Pitavastatin shows pomise in overcoming chemotherapy resistance in triple-negative breast cancer

Triple-negative breast cancer (TNBC) is among the most aggressive types of breast cancer, lacking estrogen, progesterone, and HER2 receptors and thus relying primarily on cytotoxic chemotherapy. Despite initial responsiveness, many patients experience rapid relapse driven by cancer stem-like cells that survive chemotherapy and seed metastasis.

Addressing this unmet need, researchers led by Professor Jae Hong Seo from Korea University have discovered that pitavastatin, a widely prescribed cholesterol-lowering drug, can directly inhibit the anti-apoptotic protein Mcl-1, a key driver of survival, stemness, and paclitaxel resistance in TNBC cells. This paper was published in Issue 14, Article 125, of Experimental Hematology & Oncology on 22 October 2025. "We report for the first time that pitavastatin is a direct inhibitor of Mcl-1 and targets heterogeneity in TNBC cells via the suppression of CSC-like properties, thereby preventing distant metastasis and counteracting paclitaxel resistance," commented Prof. Seo.
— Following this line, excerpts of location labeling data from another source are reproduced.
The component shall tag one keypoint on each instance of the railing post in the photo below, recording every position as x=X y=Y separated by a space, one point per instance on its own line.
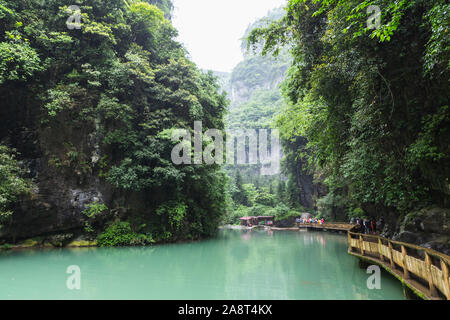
x=405 y=267
x=350 y=248
x=444 y=268
x=433 y=291
x=361 y=245
x=391 y=255
x=380 y=249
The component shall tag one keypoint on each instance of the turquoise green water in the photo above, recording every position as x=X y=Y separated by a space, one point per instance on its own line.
x=237 y=265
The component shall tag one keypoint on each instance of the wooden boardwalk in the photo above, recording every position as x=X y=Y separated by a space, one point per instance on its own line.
x=424 y=271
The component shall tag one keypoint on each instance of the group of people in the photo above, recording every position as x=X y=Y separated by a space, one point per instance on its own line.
x=368 y=226
x=311 y=221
Using molecular docking and biophysical assays, the team found that pitavastatin binds specifically to the BH3-binding groove of Mcl-1, disrupting its stability and inducing mitochondrial dysfunction. This inhibition triggered a cascade of mitochondrial damage, leading to ROS generation, membrane disruption, cytochrome c release, and activation of cell-death pathways. The drug effectively eliminated cancer stem-like cell populations, reduced ALDH1 activity, suppressed the CD44^high/CD24^low and CD24^high/CD49^high subpopulations, and sharply inhibited mammosphere formation. These effects extended to patient-derived TNBC organoids, where pitavastatin significantly reduced organoid size and viability.

In CSC-derived allograft mouse models, pitavastatin markedly reduced tumor growth, angiogenesis, and lung metastasis without inducing organ toxicity or causing significant body weight loss. Tumor sections showed a marked reduction in the proliferation marker Ki-67 and increased apoptosis, along with suppressed angiogenesis. The drug also lowered circulating levels of MMP-2, MMP-9, and VEGF, key mediators of metastatic progression.

Paclitaxel-resistant TNBC cells, characterized by elevated Mcl-1, MDR1/P-gp, JAK2–STAT3 signaling, and enhanced stemness, remained highly sensitive to pitavastatin. The drug downregulated Mcl-1 and Bcl-2, reduced P-gp expression, suppressed STAT3 activation, and restored mitochondrial apoptosis. In resistant mammospheres, pitavastatin eliminated CSC frequency and prevented metastatic lung colonization in vivo. Combination treatment with paclitaxel and pitavastatin synergistically inhibited TNBC organoid growth, outperforming either drug alone. "Our results support pitavastatin as a promising candidate for drug repurposing, particularly in TNBC characterized by high Mcl-1 expression and resistance to conventional chemotherapy," concluded Prof. Seo.

The study highlights a compelling opportunity for drug repurposing: a well-established cardiovascular medication demonstrating strong anti-tumor and anti-metastatic activity in a highly lethal breast cancer subtype. With its known safety profile and mechanism-based targeting of Mcl-1, pitavastatin emerges as a promising candidate for rapid clinical translation to improve outcomes for patients with chemotherapy-refractory TNBC.